A reminder of how quickly the technology world evolves; it’s not only regulations which need to catch-up, but business practices too, as a Supreme Court opens the door for privacy lawsuits.
In an interesting case, the Supreme Court of Illinois has set precedent for its Biometric Information Privacy Act (BIPA). Companies who have not appropriately obtained consent from individuals before storing biometric data can now be sued under the BIPA without said individual being damaged, fraud for example, by the scenario. The ruling makes BIPA a dangerous piece of paper, as effective use of the Freedom of Information Act could put a few in precarious positions.
This case, Rosenbach versus Six Flags, has pinned a 14-year-old against the amusement park for collection and storage of thumbprint data without informed consent. The BIPA prohibits companies from gathering, using, or sharing biometric information without informed opt-in consent, though the issue which the Supreme Court has been considering is whether there are grounds for a lawsuit without damage being inflicted to the user.
“Contrary to the appellate court’s view, an individual need not allege some actual injury or adverse effect, beyond violation of his or her rights under the Act, in order to qualify as an ‘aggrieved’ person and be entitled to seek liquidated damages and injunctive relief pursuant to the Act,” stated Chief Justice Lloyd Karmeier in his decision.
But why is this a dangerous decision for businesses locating or operating in Illinois? Because business practises are not keeping up with the tsunami of data which emerging, and many companies do not have fully visibility into the data which they hold.

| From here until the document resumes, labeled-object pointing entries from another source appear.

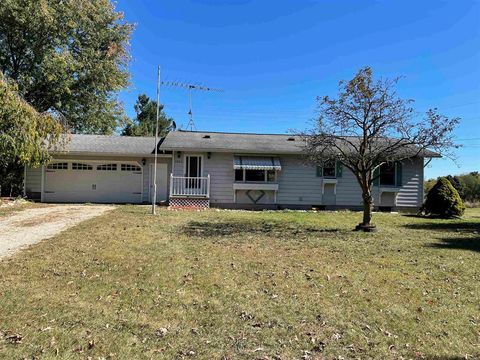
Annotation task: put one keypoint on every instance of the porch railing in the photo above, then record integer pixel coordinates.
(190, 186)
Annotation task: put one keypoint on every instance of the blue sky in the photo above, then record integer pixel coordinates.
(274, 57)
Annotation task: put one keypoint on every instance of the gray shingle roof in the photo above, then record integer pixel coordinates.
(200, 141)
(232, 142)
(109, 144)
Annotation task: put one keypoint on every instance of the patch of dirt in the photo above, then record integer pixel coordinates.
(33, 225)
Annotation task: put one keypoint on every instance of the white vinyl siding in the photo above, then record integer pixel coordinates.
(411, 191)
(298, 183)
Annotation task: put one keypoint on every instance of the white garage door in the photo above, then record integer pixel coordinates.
(83, 181)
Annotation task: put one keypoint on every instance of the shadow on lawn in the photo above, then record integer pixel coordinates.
(466, 243)
(447, 225)
(230, 228)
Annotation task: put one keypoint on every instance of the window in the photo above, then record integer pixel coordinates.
(242, 175)
(387, 174)
(329, 170)
(254, 175)
(57, 166)
(193, 166)
(271, 175)
(130, 167)
(239, 175)
(107, 167)
(80, 166)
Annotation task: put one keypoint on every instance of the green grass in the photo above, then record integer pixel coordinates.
(245, 285)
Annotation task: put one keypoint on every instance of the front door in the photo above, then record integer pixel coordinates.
(162, 182)
(193, 170)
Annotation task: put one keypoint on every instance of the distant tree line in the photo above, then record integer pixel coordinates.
(467, 185)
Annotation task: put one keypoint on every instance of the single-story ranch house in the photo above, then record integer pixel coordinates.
(230, 170)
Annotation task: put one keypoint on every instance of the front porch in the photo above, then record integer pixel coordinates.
(189, 191)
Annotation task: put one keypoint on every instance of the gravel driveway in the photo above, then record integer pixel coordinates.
(33, 225)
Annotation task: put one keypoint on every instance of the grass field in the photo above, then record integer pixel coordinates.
(245, 285)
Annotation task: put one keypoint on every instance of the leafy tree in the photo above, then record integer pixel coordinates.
(145, 122)
(68, 57)
(26, 136)
(368, 125)
(443, 200)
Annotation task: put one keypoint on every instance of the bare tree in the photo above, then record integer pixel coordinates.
(368, 125)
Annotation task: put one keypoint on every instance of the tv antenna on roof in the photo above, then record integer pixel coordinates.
(191, 125)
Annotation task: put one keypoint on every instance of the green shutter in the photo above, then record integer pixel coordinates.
(339, 168)
(376, 174)
(398, 180)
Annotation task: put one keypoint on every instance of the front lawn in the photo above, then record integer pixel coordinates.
(245, 285)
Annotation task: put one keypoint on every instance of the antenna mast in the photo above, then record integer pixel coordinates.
(191, 124)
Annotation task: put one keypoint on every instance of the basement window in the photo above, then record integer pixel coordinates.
(107, 167)
(80, 166)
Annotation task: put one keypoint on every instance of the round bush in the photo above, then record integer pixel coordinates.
(443, 200)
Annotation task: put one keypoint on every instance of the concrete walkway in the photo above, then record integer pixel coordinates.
(33, 225)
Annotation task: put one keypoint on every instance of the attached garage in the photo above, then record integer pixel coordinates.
(93, 181)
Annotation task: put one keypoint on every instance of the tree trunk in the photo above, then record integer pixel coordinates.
(366, 224)
(367, 209)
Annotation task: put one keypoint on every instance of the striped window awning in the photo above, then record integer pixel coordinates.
(256, 163)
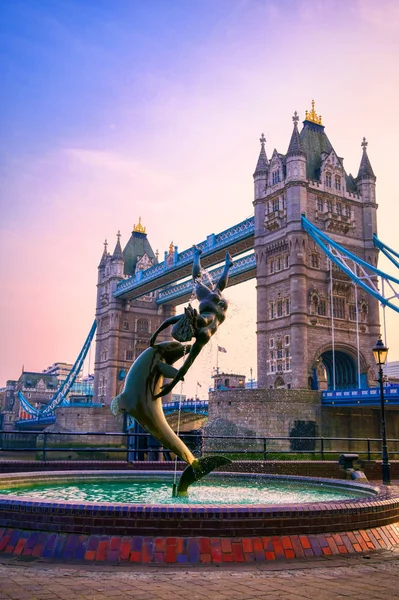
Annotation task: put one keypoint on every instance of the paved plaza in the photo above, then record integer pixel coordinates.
(362, 577)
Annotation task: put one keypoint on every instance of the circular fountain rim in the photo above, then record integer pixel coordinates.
(369, 492)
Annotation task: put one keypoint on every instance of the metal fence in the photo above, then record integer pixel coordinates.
(142, 446)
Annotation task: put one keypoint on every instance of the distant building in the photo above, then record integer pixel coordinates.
(124, 326)
(227, 381)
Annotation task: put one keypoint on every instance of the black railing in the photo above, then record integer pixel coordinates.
(142, 446)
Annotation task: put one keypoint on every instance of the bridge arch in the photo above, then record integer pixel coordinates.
(346, 368)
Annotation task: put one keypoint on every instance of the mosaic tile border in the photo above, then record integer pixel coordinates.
(192, 550)
(379, 508)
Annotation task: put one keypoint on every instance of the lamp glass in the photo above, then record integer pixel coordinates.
(380, 352)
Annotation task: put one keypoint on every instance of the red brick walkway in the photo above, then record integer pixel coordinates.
(194, 550)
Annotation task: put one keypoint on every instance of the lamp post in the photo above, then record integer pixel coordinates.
(380, 352)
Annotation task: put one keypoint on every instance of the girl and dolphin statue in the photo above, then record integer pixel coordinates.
(144, 384)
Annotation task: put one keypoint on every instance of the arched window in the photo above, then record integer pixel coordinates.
(142, 326)
(275, 176)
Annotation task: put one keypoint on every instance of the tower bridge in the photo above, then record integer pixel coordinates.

One of the problems we saw in the build up to General Data Protection Regulation (GDPR) in Europe was an understanding of what data companies actually had their hands on. With the 21st century’s version of a land-grab seeing companies scrap for as much information as possible through the last decade, few companies actually managed to effectively store and categorize.
Before any company can consider calling themselves complaint (under GDPR, BIPA or any new data-orientated regulations) a full data audit would have to be completed; this discovery process was a critical step in the process. In conversations over coffee, a few consultants told us this was a significant issue for UK companies. During the audit, some were finding they were holding onto sensitive data, which they had no idea existed, and were in violation of data privacy and protection regulations.

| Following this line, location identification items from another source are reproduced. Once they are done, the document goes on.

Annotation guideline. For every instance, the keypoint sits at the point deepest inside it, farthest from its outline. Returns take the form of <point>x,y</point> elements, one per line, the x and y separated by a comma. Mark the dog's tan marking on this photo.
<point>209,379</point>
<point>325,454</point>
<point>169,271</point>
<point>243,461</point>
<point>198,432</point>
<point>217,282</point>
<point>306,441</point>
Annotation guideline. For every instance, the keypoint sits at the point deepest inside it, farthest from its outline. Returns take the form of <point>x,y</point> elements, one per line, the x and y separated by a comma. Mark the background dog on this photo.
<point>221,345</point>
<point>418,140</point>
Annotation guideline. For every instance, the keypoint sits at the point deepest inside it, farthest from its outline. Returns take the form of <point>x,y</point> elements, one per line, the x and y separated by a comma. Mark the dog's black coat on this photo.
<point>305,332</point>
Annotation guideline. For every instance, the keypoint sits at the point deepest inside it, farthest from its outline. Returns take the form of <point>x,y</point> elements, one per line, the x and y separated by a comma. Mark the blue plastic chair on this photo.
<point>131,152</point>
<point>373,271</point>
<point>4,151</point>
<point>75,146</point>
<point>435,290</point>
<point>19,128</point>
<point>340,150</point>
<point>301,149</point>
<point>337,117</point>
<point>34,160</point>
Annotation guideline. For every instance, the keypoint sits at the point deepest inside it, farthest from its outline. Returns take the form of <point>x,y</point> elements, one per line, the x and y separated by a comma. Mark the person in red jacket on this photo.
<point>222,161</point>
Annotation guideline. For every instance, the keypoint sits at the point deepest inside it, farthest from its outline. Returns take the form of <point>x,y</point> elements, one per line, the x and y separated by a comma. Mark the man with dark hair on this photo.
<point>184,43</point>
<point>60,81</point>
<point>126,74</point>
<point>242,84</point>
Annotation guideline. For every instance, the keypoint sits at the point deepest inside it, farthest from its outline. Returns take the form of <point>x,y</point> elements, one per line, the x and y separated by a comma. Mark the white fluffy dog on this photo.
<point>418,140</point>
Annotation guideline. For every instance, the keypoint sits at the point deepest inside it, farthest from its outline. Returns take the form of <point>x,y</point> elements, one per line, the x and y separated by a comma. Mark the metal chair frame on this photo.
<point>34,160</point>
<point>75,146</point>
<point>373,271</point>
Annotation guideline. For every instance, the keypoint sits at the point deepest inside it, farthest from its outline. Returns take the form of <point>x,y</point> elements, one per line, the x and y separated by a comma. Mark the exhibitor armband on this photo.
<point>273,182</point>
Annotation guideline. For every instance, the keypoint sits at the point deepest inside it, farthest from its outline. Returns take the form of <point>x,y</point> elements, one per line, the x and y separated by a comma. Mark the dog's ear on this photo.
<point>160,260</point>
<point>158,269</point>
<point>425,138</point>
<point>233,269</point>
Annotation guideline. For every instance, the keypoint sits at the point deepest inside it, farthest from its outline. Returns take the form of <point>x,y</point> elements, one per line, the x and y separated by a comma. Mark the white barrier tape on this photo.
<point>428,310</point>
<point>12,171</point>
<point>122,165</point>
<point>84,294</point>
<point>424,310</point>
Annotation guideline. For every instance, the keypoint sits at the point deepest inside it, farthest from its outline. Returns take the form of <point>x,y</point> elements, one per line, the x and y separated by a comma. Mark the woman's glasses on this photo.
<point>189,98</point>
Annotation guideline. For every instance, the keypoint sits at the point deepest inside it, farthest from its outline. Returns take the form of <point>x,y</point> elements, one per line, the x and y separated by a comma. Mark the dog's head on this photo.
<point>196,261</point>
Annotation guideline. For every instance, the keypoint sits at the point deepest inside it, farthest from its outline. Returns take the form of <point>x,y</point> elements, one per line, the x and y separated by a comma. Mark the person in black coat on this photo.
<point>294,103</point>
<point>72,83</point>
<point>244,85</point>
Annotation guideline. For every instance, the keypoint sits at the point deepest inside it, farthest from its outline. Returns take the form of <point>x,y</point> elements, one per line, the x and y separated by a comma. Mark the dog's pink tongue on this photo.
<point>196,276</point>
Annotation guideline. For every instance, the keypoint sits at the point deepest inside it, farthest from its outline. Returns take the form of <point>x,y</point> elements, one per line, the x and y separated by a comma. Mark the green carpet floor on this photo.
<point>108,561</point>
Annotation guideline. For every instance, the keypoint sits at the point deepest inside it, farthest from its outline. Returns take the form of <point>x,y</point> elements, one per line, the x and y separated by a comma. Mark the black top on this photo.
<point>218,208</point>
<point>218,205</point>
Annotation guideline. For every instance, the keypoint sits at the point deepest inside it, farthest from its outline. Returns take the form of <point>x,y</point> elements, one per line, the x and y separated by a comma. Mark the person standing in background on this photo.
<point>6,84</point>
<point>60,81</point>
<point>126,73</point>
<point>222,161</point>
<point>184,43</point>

BIPA is a no-where near as wide-ranging as some data protection and privacy regulations, though we suspect there will certainly be numerous companies who are now non-compliant under this new ruling and precedent. This is the issue with technology; it’s moving so much faster than the red-tape bureaucrats. Technology is implemented before regulations governing the usage, or business practises to ensure compliance, can be deployed. It creates a dangerous position where companies could be non-compliant without even realising.

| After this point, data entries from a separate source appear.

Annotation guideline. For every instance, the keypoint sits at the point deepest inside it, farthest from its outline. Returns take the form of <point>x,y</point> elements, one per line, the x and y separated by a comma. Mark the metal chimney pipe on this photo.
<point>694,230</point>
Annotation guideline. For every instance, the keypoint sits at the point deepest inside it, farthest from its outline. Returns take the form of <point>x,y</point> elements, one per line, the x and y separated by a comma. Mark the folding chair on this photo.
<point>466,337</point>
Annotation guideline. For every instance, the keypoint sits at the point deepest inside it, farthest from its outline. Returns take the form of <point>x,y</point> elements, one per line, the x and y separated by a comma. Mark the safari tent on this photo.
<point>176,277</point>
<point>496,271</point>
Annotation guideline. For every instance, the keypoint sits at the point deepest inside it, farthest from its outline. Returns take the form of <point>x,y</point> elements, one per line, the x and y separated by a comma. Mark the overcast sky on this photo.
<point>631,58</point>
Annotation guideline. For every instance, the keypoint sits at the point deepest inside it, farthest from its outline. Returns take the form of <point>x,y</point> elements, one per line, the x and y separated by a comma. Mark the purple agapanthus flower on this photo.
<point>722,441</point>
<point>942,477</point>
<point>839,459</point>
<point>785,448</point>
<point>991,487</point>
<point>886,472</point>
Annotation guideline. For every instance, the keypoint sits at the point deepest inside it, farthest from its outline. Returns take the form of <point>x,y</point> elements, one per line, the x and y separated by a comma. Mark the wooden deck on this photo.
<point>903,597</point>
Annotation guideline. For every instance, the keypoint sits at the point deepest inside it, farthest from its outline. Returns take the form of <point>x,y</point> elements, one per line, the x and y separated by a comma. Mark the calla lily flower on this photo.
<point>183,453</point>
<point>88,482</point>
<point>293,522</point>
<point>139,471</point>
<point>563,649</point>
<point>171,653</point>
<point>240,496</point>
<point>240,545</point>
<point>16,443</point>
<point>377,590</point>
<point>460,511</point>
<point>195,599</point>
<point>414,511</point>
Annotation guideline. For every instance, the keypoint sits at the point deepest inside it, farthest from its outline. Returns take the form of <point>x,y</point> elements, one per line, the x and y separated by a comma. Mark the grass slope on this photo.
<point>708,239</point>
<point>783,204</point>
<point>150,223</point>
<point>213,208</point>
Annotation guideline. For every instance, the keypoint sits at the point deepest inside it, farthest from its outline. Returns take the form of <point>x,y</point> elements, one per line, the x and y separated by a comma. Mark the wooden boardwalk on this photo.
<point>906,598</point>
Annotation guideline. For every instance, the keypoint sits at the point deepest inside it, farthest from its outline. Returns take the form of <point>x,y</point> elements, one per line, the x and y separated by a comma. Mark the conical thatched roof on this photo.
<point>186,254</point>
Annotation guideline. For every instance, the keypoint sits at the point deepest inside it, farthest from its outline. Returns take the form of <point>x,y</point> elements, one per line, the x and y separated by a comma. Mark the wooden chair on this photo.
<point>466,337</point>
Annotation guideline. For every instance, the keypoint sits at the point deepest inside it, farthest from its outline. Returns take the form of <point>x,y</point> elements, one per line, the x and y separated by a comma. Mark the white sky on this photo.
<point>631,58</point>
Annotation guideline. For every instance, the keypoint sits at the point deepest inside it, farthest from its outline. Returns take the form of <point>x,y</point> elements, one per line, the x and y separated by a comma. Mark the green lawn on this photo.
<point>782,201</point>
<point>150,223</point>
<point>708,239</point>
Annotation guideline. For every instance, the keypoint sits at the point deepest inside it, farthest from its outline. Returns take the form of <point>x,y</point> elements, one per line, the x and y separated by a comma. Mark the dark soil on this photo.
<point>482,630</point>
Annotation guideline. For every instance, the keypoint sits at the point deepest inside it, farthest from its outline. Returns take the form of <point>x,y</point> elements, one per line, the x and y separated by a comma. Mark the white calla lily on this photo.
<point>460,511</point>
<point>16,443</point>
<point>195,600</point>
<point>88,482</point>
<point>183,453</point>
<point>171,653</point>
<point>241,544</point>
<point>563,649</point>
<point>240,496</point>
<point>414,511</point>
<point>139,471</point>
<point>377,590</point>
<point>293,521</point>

In Illinois, as there no-longer needs to be proof of damages to individuals anymore, effectively placed Freedom of Information Acts could see similar cases brought in-front of the courts. In the rush to remain relevant through embracing technology, few have considered the boring aspect of regulation. Who would, considering how long it takes the courts to catch-up? But this is a case where being cutting-edge technology is a two-edged sword.